Feedback from Spring Thing 2021. My floundering attempts at self-promotion. Appearing at the Oxford/London IF Meetup. A working (but not fully polished) current objectives window.
Spring Thing 2021
It’s exciting times for The Weight of a Soul. More and more people are playing and reviewing it, and I’ve spent most of last week managing the game’s presence on social media and forums: making myself and my game known, recording and responding to feedback, and uploading a hotfix for the game to fix a major bug (that nobody noticed, thank god).
Most of the major reviewers of the interactive fiction community have gotten around to playing The Weight of a Soul by now, and the reception has been astonishingly positive. I’m still dealing with impostor syndrome so this has been absolutely incredible and I’m not quite sure how to feel about The Weight of a Soul being regarded so well.
MathBrush, Victor Gijsbers, and Rovarsson have posted full-length reviews for The Weight of a Soul, which can be found on the game’s IFDB page.
So far the reviews have been almost uniformly positive, praising the game’s worldbuilding, prose, and polish. MathBrush noted that the game doesn’t include difficult puzzles, but that that’s more an issue about the target audience The Weight of a Soul aims to reach than an issue with the puzzle design itself. The Weight of a Soul is intended to be an “interactive novel,” not a puzzle game, so that’s an issue I can live with.

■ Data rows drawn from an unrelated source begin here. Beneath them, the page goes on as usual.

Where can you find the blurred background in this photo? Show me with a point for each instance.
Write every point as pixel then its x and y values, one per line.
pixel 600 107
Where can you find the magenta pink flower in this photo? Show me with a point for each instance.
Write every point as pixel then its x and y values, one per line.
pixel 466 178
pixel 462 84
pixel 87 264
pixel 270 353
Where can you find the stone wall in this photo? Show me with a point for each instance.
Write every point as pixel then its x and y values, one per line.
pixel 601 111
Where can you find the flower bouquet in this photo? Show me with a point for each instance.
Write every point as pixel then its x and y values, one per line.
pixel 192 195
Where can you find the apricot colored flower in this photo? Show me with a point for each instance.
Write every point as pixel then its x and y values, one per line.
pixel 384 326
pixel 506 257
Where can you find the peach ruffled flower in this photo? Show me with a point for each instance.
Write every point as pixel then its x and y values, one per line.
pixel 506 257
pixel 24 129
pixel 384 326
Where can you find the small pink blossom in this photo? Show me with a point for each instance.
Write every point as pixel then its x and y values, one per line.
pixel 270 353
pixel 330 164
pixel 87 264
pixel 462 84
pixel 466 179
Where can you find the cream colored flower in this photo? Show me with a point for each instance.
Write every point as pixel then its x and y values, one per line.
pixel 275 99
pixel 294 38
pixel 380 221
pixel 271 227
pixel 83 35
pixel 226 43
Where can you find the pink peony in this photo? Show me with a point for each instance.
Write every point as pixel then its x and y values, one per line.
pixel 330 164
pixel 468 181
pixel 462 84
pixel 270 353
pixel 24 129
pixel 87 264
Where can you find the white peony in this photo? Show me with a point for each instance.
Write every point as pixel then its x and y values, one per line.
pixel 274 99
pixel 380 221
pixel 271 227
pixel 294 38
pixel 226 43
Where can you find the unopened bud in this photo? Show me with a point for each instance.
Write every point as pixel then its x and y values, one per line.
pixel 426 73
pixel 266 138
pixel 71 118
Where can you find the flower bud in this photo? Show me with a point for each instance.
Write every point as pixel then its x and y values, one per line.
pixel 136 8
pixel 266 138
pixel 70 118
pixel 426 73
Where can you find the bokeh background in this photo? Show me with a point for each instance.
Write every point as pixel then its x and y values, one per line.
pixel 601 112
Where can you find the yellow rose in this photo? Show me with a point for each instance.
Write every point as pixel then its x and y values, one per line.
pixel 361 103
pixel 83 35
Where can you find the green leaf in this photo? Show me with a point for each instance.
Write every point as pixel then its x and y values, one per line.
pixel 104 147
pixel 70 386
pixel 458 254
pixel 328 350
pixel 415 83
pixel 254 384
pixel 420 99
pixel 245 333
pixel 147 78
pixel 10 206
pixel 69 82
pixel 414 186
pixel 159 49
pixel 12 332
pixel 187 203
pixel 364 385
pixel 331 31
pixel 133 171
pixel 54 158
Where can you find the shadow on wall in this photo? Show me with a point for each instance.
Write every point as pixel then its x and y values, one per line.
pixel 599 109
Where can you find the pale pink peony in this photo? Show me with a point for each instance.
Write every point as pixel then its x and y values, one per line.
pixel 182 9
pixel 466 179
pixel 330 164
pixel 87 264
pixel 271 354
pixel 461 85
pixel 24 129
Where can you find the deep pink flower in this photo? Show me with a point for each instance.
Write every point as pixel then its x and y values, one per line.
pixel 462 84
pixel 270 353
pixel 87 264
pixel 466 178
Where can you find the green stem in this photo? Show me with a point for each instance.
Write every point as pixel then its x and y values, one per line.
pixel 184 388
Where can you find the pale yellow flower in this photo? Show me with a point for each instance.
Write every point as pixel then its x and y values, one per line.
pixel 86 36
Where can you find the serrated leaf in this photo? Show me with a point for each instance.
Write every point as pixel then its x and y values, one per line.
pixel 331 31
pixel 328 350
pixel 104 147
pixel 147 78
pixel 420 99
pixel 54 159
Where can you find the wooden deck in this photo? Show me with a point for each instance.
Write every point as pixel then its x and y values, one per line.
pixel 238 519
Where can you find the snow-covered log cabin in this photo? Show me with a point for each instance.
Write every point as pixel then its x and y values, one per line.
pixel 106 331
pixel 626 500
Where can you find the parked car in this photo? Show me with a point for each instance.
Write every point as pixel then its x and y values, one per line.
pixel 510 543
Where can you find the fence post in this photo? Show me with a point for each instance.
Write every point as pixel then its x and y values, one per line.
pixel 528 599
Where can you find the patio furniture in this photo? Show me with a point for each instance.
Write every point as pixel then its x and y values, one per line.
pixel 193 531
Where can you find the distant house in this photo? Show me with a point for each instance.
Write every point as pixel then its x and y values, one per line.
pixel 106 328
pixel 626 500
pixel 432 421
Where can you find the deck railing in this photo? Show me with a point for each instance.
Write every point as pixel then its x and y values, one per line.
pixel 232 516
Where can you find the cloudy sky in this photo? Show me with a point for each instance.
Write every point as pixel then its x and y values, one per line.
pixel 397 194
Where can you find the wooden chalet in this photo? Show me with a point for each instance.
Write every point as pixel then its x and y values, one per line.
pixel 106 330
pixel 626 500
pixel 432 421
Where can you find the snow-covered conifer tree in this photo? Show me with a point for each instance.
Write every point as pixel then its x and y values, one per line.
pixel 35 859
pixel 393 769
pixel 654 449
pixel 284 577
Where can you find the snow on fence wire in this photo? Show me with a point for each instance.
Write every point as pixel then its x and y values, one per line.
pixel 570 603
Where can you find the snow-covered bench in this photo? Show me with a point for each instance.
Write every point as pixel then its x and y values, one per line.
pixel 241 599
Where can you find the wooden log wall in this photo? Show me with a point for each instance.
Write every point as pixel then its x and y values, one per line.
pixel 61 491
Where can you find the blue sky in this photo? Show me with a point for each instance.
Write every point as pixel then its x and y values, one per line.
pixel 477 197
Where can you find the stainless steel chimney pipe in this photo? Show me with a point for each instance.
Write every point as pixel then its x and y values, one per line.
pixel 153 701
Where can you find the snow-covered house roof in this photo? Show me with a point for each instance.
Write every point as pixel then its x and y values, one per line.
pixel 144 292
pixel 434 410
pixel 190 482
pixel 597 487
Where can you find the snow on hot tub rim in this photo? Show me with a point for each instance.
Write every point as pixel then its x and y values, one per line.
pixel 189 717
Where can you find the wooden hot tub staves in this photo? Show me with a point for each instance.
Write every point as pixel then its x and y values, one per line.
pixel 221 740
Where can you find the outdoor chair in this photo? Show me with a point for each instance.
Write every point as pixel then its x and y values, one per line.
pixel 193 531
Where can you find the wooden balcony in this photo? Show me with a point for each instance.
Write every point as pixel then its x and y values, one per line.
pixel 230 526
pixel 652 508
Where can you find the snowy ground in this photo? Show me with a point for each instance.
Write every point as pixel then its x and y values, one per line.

My initial thoughts are that The Weight of a Soul has succeeded spectacularly with the “traditional IF” audience: the sort of people who are likely to hang around intfiction.org and write thoughtful reviews and talk about how text-only parser games will always be superior to the latest Call of Duty. In some sense that’s not that much of an achievement — The Weight of a Soul is very consciously a work of genre fiction, in exactly the kind of genre and style that this audience is predisposed towards. But at the same time, it’s heartening and self-affirming to know that the most hardcore audience for this game considers it a worthy addition to the interactive fiction canon. Not every game can claim that.
Self-Promotion
Since The Weight of a Soul‘s Spring Thing release is a moment when the game is likely to get lots of eyeballs, I decided to expend a lot of effort on self-promotion on every possible avenue of social media. This included posting on intfiction.org and engaging with the hardcore IF community, maintaining The Weight of a Soul‘s IFDB page, and promoting the game on my Facebook and Twitter with punchy slogans and retweets and #hashtags. I also put The Weight of a Soul on textadventures.co.uk, a website which had flown under my radar for the most part, but which seems to be a fairly popular community for casual text adventure enthusiasts.
The fruit of my labors has been a fair amount of exposure. Not many new Twitter followers, but important and influential ones: Emily Short is the creative director of Failbetter Games and one of the biggest names in narrative design, while Gwen Guo is a major figure in the Singaporean indie game dev community. These are the kinds of connections that will really help to amplify The Weight of a Soul‘s presence on social media, signal-boosting it for a wider audience that might enjoy my game but don’t necessarily know that it exists.
Oxford/London IF Meetup
Speaking of Emily Short, I’ve been invited to join the next Oxford and London IF Meetup, a periodic gathering of extremely nerdy (but also, academic and important!) interactive fiction enthusiasts. Interactive fiction games are traditionally played at the meetup, and The Weight of a Soul has been picked as one of the games for the upcoming event. The meeting is open to the public and will be held over Zoom on 25 April.
Actual Game Progress
With all this Stuff going on I’ve hardly had time to work on The Weight of a Soul proper, but I did put together a current objectives window. This is a floating quest log that shows the current objectives from the Journal page, and behaves exactly like you’d expect.
There’s just one problem with the current objectives window at the moment: it’s too small for Day Two, when Marid is investigating four different sub-mysteries and there are a ton of objectives all going on at once. I’m working on some special UI for this but it’s going to take a bit more time.
Since I read some articles about accessibility, I also downloaded NVDA to test how the premium version of The Weight of a Soul will work with a screen reader. The answer: surprisingly well. Not the best — the large number of GUI buttons is likely to be confusing for completely blind users — but partially sighted users are likely to be able to navigate the game much more easily than I expected. And of course, completely blind users will be able to play the Glulx version of the game, which outputs a single stream of text for screen readers and runs on basically anything.